Whisper is an automatic speech recognition (ASR) system trained on 680,000 hours of multilingual and multitask supervised data collected from the web. The developer of Whisper, OpenAI, shows that the use of such a large and diverse dataset leads to improved robustness to accents, background noise and technical language. Moreover, it enables transcription in multiple languages, as well as translation from those languages into English. The 9 models are open-source and can be downloaded.
To my knowledge, Whisper is a very good (and probably the best) ASR engine for now and it can be used as a foundation for building useful applications and for further research on robust speech processing. It was launced in September 2022 and is gaining a lot of positive response.
Privacy
In many cases where AV-recordings are made, privacy can be an important item. Especcialy when the recordings are "sensitive" the interviewer (or owner of the recordings) must take care about a carefull handling of the recodings. Whisper can easily run on a fast and big server, on your own, small laptop and on any device between these two. The recognition will give an equal result. The only real difference is the processing speed of Whisper: the better your computer (and especially when it has a graphical card) the faster the recognition.

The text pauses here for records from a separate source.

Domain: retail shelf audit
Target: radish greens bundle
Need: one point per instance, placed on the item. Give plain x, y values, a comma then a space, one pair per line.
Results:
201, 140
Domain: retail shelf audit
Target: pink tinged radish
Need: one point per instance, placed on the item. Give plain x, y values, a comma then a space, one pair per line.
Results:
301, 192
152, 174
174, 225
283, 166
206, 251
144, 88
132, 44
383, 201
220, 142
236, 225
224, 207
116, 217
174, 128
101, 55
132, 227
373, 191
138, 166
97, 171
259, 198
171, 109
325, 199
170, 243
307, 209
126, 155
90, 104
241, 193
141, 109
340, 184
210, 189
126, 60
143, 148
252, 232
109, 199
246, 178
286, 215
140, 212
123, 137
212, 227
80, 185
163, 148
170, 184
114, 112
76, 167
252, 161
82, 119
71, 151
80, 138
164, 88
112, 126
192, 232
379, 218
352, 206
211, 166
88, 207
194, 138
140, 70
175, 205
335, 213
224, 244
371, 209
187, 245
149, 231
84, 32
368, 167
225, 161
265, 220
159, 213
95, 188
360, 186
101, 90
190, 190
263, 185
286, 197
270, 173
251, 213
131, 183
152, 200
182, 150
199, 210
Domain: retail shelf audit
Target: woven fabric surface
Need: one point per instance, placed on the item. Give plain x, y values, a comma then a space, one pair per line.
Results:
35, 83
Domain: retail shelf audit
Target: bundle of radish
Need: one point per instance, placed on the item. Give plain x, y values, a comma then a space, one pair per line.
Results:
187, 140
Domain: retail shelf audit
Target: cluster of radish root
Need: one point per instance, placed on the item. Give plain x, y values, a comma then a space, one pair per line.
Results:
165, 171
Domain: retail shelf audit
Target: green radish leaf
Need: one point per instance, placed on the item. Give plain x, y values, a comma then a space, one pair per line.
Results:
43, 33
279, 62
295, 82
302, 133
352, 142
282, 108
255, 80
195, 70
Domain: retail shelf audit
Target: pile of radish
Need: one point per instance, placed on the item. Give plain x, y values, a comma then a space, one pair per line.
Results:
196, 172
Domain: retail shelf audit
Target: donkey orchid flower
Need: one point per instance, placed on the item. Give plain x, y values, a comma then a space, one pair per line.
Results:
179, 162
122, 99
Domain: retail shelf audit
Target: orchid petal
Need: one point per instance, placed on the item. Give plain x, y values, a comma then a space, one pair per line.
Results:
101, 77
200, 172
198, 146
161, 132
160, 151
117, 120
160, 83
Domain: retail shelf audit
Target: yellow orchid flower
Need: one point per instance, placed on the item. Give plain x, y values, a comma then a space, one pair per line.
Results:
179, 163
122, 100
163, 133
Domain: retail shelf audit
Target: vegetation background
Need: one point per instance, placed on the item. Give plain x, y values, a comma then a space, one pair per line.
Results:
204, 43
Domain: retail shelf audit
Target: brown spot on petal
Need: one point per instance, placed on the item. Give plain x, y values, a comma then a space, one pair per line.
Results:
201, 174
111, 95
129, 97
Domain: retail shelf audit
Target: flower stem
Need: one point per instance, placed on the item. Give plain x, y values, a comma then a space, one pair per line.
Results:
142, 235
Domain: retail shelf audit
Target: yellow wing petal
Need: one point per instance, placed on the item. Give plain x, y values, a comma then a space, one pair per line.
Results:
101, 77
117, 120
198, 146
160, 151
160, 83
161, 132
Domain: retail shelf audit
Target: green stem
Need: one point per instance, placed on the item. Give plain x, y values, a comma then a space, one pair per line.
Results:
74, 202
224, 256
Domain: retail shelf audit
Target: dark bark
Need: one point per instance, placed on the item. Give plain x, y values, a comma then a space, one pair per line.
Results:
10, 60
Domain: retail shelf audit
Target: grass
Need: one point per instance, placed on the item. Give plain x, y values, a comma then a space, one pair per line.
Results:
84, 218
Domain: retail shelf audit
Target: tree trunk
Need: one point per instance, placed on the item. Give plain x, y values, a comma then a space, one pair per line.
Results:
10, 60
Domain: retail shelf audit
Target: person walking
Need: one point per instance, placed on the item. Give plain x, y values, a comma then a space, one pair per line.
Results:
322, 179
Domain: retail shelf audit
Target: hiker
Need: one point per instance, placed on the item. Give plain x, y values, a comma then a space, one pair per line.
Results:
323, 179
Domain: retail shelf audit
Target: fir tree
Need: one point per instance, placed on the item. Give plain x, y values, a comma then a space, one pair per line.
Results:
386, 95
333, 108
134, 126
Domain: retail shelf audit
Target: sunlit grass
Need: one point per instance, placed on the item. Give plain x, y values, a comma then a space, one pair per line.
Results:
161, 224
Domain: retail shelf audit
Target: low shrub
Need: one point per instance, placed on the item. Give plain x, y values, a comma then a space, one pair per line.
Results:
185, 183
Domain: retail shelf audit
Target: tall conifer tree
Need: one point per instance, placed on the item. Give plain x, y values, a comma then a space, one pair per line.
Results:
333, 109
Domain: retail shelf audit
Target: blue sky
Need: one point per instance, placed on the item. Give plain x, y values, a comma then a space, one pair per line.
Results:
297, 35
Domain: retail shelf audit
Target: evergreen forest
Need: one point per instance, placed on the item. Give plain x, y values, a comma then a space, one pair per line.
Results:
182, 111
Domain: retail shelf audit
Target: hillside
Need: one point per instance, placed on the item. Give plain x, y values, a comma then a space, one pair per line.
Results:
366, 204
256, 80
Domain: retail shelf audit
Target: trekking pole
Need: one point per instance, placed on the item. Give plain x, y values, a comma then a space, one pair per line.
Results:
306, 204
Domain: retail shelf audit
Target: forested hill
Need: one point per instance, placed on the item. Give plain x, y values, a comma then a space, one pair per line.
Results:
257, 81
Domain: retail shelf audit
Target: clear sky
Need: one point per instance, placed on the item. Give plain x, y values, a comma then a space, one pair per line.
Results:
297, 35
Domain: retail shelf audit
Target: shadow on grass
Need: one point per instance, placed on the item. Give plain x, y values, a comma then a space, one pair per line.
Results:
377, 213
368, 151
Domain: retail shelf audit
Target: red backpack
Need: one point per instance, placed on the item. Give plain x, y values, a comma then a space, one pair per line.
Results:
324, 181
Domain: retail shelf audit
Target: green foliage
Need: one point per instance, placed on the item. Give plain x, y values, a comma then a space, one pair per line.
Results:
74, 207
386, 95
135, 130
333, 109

So, certainly for people who have a fast computer and who occasionally do have sensitive date, we always recommend installing it at least on your own system as well in order to avoid the risk of data breach.
Is ASR ready?
Yes and No! At this moment (April 2024) there are still a few drawbacks to Whisper. In Februari 2024 the problem of diarization (knowing which speaker is speaking) was solved by WhisperX.In the same update, they combined their Whisper with Fast-Whisper, which results in a 10x speed improvement (at least if you use a GPU).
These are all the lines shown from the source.